Quaker, who was also named in the study, had this to say: 

We proudly stand by the safety and quality of our Quaker  products. Producing healthy, wholesome food is Quaker’s number one  priority, and we’ve been doing that for more than 140 years. Quaker does not add glyphosate during any part of the milling  process. Glyphosate is commonly used by farmers across the industry who  apply it pre-harvest. Once the oats are transported to us, we put them  through our rigorous process that thoroughly cleanses them (de-hulled,  cleaned, roasted and flaked). Any levels of glyphosate that may remain are significantly below any  regulatory limits and well within compliance of the safety standards set  by the Environmental Protection Agency (EPA) and the European Food  Safety Authority (EFSA) as safe for human consumption. Quaker continually evaluates our product portfolio to ensure the  highest quality and safety standards for our consumers. While our  products comply with all safety and regulatory requirements, we are  happy to be part of the discussion and are interested in collaborating  with industry peers, regulators and other interested parties on  glyphosate.

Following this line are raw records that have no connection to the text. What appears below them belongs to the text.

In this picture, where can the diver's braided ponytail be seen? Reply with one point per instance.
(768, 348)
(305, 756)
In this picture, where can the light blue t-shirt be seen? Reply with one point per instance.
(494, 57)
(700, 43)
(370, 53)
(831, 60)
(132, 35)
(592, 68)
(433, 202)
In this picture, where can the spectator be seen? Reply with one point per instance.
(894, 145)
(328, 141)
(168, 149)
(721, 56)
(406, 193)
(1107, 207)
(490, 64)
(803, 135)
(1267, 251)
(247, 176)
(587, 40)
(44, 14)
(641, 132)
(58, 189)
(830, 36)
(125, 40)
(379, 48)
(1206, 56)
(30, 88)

Monsanto even issued a statement of their own, telling CBS that  “glyphosate does not cause cancer” and “has a more than 40-year history  of safe use.” The statement went on to say that, “even at the highest level  reported… an adult would have to eat 118 pounds of the food item every  day for the rest of their life in order to reach the EPA’s limit” for glyphosate residues. 

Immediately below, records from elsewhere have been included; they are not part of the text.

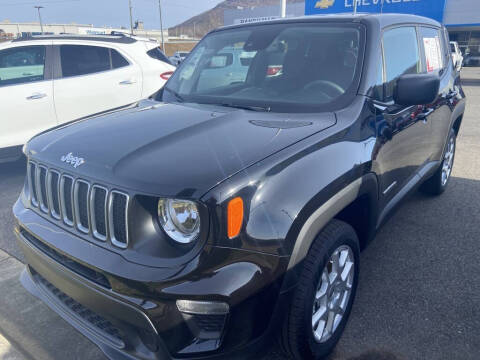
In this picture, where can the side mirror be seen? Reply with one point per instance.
(416, 89)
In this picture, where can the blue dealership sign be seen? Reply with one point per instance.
(428, 8)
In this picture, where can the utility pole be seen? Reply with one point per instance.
(39, 16)
(283, 8)
(161, 23)
(131, 21)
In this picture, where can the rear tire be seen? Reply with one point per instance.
(437, 184)
(324, 295)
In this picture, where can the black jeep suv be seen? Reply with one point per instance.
(235, 206)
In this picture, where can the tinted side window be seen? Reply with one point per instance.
(118, 60)
(434, 49)
(22, 65)
(157, 53)
(82, 60)
(400, 49)
(378, 90)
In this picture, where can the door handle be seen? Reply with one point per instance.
(36, 96)
(424, 114)
(452, 94)
(128, 82)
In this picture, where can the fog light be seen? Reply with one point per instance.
(202, 307)
(206, 321)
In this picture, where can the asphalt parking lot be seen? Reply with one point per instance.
(419, 292)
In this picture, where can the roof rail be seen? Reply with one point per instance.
(114, 37)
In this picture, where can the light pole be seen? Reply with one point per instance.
(131, 21)
(39, 16)
(161, 23)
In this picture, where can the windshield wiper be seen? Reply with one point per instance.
(247, 107)
(177, 95)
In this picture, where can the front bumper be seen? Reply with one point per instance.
(130, 310)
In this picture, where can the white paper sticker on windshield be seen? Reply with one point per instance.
(432, 53)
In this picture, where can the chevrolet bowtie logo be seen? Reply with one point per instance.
(324, 4)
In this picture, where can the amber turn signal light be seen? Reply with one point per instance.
(234, 217)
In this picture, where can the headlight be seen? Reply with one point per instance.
(180, 219)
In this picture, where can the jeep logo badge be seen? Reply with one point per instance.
(73, 160)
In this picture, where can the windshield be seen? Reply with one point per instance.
(296, 67)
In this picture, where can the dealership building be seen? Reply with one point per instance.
(461, 17)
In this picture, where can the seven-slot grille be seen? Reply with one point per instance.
(91, 209)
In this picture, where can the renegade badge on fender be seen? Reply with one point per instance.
(235, 206)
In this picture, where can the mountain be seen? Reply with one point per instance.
(201, 24)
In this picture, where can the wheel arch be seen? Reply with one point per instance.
(359, 195)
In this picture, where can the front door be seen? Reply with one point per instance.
(26, 94)
(94, 79)
(404, 133)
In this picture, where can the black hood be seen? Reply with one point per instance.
(173, 149)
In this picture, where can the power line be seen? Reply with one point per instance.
(37, 2)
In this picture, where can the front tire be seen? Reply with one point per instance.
(324, 295)
(437, 184)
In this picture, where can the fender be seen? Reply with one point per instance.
(318, 219)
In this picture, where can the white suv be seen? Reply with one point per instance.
(49, 80)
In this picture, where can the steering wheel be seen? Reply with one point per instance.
(328, 87)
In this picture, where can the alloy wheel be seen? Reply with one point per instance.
(333, 293)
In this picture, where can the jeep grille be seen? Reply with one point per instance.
(91, 209)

It may be very true that the researchers who conducted the study were  using a lower threshold than the EPA does to determine the toxicity,  but scientists disagree about what the safe level actually is, with many thinking that the official standard is dangerously high.

 Furthermore, the EPA has been caught tampering with these threshold levels in pesticides before. In 2013, as a fresh wave of studies showing the dangers of the chemical were being released, the EPA actually raised the accepted levels

A 2015 report from the Chicago Tribune revealed that the EPA  intentionally obfuscated data and changed their own standards so they  could allow an unsafe chemical made by DOW to get an acceptable rating.  

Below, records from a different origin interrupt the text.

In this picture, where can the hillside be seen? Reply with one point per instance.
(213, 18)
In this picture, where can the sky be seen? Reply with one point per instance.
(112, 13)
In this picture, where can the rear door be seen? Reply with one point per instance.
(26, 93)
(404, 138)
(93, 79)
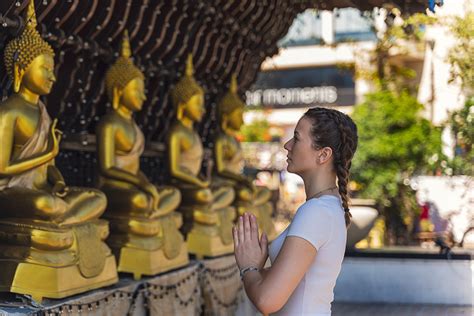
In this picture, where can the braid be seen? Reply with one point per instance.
(335, 129)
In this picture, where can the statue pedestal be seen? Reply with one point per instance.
(41, 281)
(28, 266)
(145, 262)
(204, 245)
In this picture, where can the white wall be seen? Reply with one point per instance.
(414, 281)
(436, 70)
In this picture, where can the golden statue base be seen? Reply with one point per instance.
(204, 245)
(149, 262)
(41, 281)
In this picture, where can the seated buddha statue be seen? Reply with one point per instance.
(144, 227)
(207, 209)
(51, 237)
(229, 162)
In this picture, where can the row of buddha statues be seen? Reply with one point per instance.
(57, 240)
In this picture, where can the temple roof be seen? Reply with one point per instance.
(224, 36)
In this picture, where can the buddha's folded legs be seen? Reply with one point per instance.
(129, 202)
(84, 204)
(195, 195)
(170, 197)
(223, 196)
(262, 195)
(20, 202)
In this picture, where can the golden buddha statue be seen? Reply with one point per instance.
(229, 163)
(51, 237)
(207, 209)
(144, 227)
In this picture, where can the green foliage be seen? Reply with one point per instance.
(462, 126)
(461, 56)
(394, 142)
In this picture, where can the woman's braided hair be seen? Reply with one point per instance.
(334, 129)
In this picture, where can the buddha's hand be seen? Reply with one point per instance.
(55, 137)
(60, 188)
(248, 182)
(204, 183)
(250, 251)
(151, 190)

After the EPA approved the chemical, a number of environmental groups  including the Center for Food Safety and Earthjustice quickly sued the  agency, forcing them to retract their approval several months later. When the EPA finally reversed their decision  in 2015, they claimed that “new information” surfaced to make them  change their minds, however, according to the Tribune’s report and the  accusations of many activists, the EPA knew all along and were colluding  with DOW to approve a substance that was proven to be harmful. The chemical in question was a new herbicide that combined 2,4-D and glyphosate. According to the Tribune’s report

EPA now says it is safe to allow 41 times more 2,4-D into  the American diet [than previously allowed for decades]. To reach that  conclusion . . . the agency’s scientists changed their analysis of a  pivotal rat study by Dow, tossing aside signs of kidney trouble that Dow  researchers said were caused by 2,4-D.

The report went on to describe how the EPA received test results from  DOW that proved their product was below the EPA’s standards, so they  tampered with the study so it would pass. As The Free Thought Project  reported last week, a landmark case against Monsanto’s Roundup  weedkiller concluded in San Francisco in which a jury awarded $289  million in damages to a former school groundskeeper, Dewayne Johnson,  concluding that Roundup gave him terminal cancer.